The money to build much of Africa’s energy future may already be on the continent. African pension funds, sovereign wealth funds and insurers hold vast pools of long-term capital, and at the Africa Energy Forum the argument was made that the task is not only attracting foreign investment, but moving that domestic institutional money off the sidelines and into energy.
The obstacle is rarely the size of the budget. It is that so few projects reach the point where a pension fund can safely commit. Zama Khanyile of South Africa’s Public Investment Corporation, the largest asset manager on the continent, described the gap her institution now tries to bridge from its own side. “Very few opportunities make it past feasibility steps and get to FID,” she said, referring to the final investment decision that turns a proposal into a fundable project, “so we’ve thought about closing the gap ourselves.” The point, she argued, is that capital alone achieves nothing without projects mature enough to receive it. “There’s no use having a big budget if we’re not doing anything to stimulate the earlier stages.”

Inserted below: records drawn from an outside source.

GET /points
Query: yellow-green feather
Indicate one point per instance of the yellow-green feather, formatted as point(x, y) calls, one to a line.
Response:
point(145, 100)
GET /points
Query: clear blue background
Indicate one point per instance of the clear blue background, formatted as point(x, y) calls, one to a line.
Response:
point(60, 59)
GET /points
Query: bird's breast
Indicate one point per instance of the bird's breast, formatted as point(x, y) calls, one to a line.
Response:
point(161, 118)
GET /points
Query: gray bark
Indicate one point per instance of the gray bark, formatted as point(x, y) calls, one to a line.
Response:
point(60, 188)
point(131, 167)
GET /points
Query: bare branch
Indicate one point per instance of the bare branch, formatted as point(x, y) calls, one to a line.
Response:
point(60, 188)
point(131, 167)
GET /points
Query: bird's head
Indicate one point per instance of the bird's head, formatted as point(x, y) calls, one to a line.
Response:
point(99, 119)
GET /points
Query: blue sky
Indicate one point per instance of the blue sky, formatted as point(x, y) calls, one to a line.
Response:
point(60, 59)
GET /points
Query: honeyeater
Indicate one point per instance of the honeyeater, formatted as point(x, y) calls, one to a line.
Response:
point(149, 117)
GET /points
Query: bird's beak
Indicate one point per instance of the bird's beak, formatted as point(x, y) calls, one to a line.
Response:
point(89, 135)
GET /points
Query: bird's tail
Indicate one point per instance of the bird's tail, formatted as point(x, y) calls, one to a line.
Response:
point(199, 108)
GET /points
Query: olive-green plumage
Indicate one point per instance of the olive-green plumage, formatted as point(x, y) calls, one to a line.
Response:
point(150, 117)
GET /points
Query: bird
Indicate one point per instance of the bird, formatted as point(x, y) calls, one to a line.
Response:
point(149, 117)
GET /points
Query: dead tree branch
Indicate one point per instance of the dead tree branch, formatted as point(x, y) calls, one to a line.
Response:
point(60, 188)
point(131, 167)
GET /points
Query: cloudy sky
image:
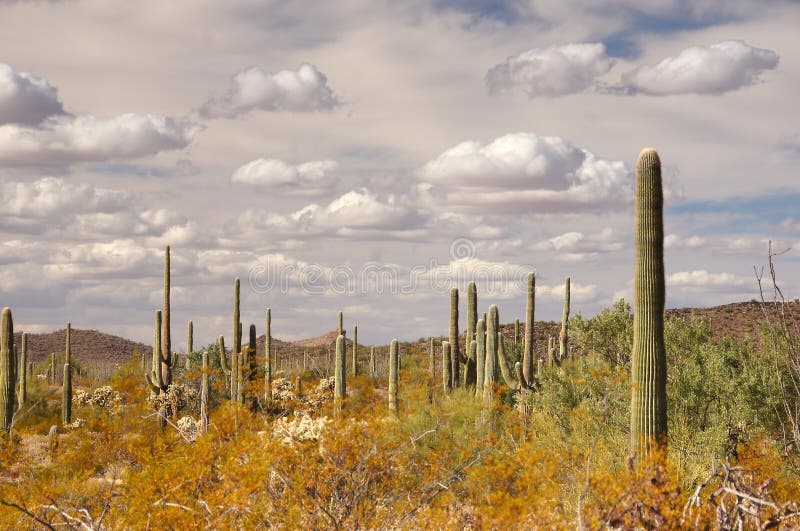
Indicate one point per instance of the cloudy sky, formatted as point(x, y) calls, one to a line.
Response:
point(366, 156)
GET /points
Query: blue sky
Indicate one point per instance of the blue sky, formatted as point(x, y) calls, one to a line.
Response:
point(305, 145)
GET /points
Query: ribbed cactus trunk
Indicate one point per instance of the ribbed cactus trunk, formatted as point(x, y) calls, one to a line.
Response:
point(354, 361)
point(189, 345)
point(204, 395)
point(394, 366)
point(491, 353)
point(563, 337)
point(648, 359)
point(268, 358)
point(340, 377)
point(432, 359)
point(66, 398)
point(166, 347)
point(528, 351)
point(480, 356)
point(8, 366)
point(23, 373)
point(447, 367)
point(237, 340)
point(455, 356)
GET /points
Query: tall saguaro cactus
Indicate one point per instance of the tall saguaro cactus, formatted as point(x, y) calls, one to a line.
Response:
point(237, 339)
point(66, 399)
point(166, 341)
point(563, 336)
point(8, 362)
point(340, 377)
point(455, 357)
point(528, 350)
point(268, 358)
point(648, 359)
point(393, 374)
point(23, 372)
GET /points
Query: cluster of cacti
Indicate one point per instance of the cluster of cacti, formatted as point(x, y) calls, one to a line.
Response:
point(394, 369)
point(648, 359)
point(66, 399)
point(8, 365)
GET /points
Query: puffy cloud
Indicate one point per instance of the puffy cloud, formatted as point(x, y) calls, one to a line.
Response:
point(304, 90)
point(524, 172)
point(552, 71)
point(355, 211)
point(715, 69)
point(25, 98)
point(307, 178)
point(65, 140)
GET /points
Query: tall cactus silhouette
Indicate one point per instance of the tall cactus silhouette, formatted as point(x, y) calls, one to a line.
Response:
point(648, 359)
point(340, 380)
point(237, 340)
point(480, 356)
point(268, 358)
point(393, 374)
point(455, 357)
point(354, 361)
point(8, 363)
point(166, 341)
point(563, 336)
point(66, 398)
point(23, 372)
point(528, 351)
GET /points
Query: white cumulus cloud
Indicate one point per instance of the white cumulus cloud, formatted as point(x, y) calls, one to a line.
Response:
point(304, 90)
point(524, 172)
point(715, 69)
point(306, 178)
point(552, 71)
point(25, 98)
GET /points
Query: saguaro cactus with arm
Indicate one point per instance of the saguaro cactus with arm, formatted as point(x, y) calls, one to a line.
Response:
point(648, 359)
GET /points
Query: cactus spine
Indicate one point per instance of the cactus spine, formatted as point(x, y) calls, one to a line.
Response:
point(237, 340)
point(23, 373)
point(447, 367)
point(455, 355)
point(393, 370)
point(354, 363)
point(340, 382)
point(166, 347)
point(268, 358)
point(66, 399)
point(480, 356)
point(648, 359)
point(8, 364)
point(528, 352)
point(204, 394)
point(563, 337)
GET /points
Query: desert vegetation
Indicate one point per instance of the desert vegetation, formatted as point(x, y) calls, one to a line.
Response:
point(628, 419)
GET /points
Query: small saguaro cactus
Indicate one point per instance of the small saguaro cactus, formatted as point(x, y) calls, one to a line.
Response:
point(189, 345)
point(268, 357)
point(23, 373)
point(204, 393)
point(8, 367)
point(455, 353)
point(340, 377)
point(648, 359)
point(480, 356)
point(563, 337)
point(66, 399)
point(491, 353)
point(393, 376)
point(354, 361)
point(237, 339)
point(528, 351)
point(447, 367)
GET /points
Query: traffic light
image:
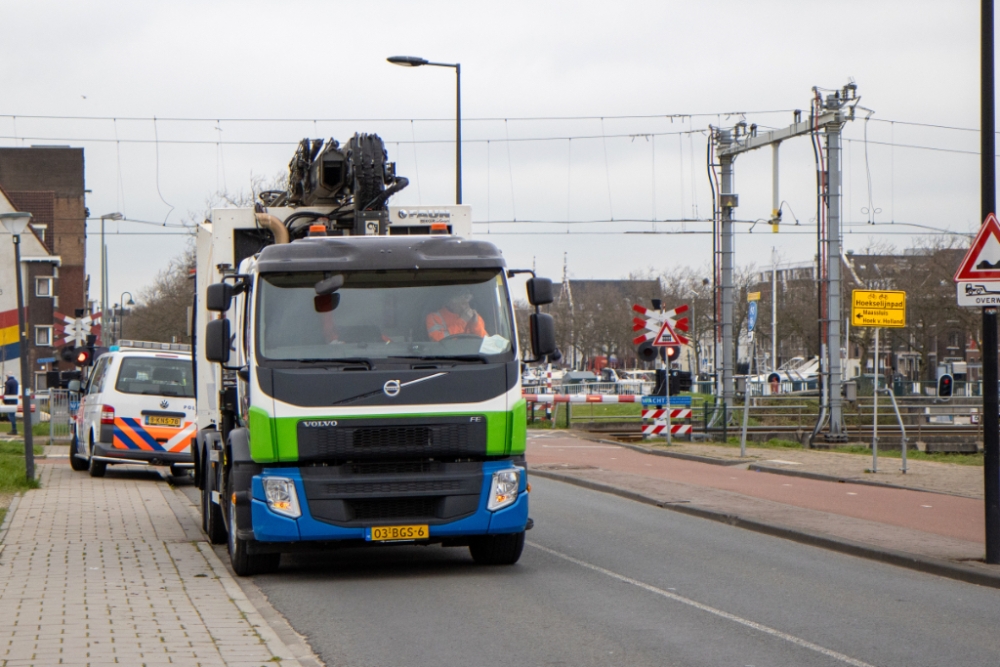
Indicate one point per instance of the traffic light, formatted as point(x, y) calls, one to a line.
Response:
point(68, 353)
point(672, 352)
point(945, 386)
point(647, 352)
point(84, 356)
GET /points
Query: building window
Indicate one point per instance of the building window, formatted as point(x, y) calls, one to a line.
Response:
point(43, 286)
point(43, 336)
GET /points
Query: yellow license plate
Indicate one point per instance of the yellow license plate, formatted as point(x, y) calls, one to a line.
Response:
point(153, 420)
point(387, 533)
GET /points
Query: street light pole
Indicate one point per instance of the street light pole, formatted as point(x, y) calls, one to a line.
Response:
point(413, 61)
point(104, 270)
point(121, 314)
point(16, 223)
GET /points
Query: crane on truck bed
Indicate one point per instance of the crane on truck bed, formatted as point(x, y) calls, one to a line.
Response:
point(358, 370)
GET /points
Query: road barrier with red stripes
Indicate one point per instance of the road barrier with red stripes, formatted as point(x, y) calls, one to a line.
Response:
point(661, 421)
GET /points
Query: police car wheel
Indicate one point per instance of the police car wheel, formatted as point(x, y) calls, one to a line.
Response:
point(211, 514)
point(96, 468)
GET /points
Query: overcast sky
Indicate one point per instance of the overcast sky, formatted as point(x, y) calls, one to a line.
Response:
point(224, 62)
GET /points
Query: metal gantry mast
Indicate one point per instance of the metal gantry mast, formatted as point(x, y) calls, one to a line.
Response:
point(828, 116)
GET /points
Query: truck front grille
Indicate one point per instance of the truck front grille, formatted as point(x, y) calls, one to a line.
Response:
point(435, 493)
point(369, 439)
point(384, 509)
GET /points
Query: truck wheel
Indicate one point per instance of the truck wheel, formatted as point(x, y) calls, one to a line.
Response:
point(75, 462)
point(96, 468)
point(211, 514)
point(245, 563)
point(497, 549)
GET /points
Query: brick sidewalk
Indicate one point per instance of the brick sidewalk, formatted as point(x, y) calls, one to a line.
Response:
point(116, 571)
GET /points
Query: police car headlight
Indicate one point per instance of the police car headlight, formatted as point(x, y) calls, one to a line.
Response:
point(503, 490)
point(281, 496)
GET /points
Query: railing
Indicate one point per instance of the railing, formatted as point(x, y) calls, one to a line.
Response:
point(57, 408)
point(620, 388)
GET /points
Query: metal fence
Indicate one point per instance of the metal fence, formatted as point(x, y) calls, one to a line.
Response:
point(57, 409)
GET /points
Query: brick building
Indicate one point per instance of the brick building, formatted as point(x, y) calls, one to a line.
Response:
point(47, 182)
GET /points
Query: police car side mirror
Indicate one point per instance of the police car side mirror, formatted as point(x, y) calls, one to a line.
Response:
point(539, 291)
point(543, 335)
point(217, 340)
point(219, 296)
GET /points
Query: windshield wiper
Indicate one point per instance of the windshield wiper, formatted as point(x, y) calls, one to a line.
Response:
point(447, 357)
point(340, 361)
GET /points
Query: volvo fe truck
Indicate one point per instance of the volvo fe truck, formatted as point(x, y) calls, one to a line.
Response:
point(358, 370)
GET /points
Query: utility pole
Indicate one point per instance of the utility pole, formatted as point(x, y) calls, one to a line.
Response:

For a pension fund the calculation carries a duty the money can never escape, since it belongs to members who will one day draw it down. Phathutshedzo Mabogo of the Eskom Pension and Provident Fund put the cross-border version of the problem plainly. “It’s easier getting money into a specific country, but getting it out is more difficult,” he said, describing the currency and repatriation risk that shapes where a fund can invest, “as a pension fund we have to get it back, too.”
That caution is not reluctance so much as responsibility, and it explains why the domestic capital everyone points to has been slow to move. The funds are managing other people’s retirements, and an early-stage energy project in a neighbouring market carries exactly the risks their mandates are written to avoid.
What the panel described is a set of tools being built to close that distance. Pranav Khamar of Gemcorp pointed to the oldest one there is, local knowledge, as the surest guard against the losses that make institutions wary. “Inevitably, things go wrong across all markets and the best tool is boots on the ground,” he said. Blended finance that takes the first loss, project preparation that carries proposals to bankability, and partners already on the ground are the machinery that lets a fund’s money reach where its mandate alone would never send it.
The prize is a continent financing more of its own transition. The capital exists, held in the funds of the countries that need the power, and the work now is building the bridges that let it cross to the projects. As Khanyile’s institution has concluded, the budget was never the hard part.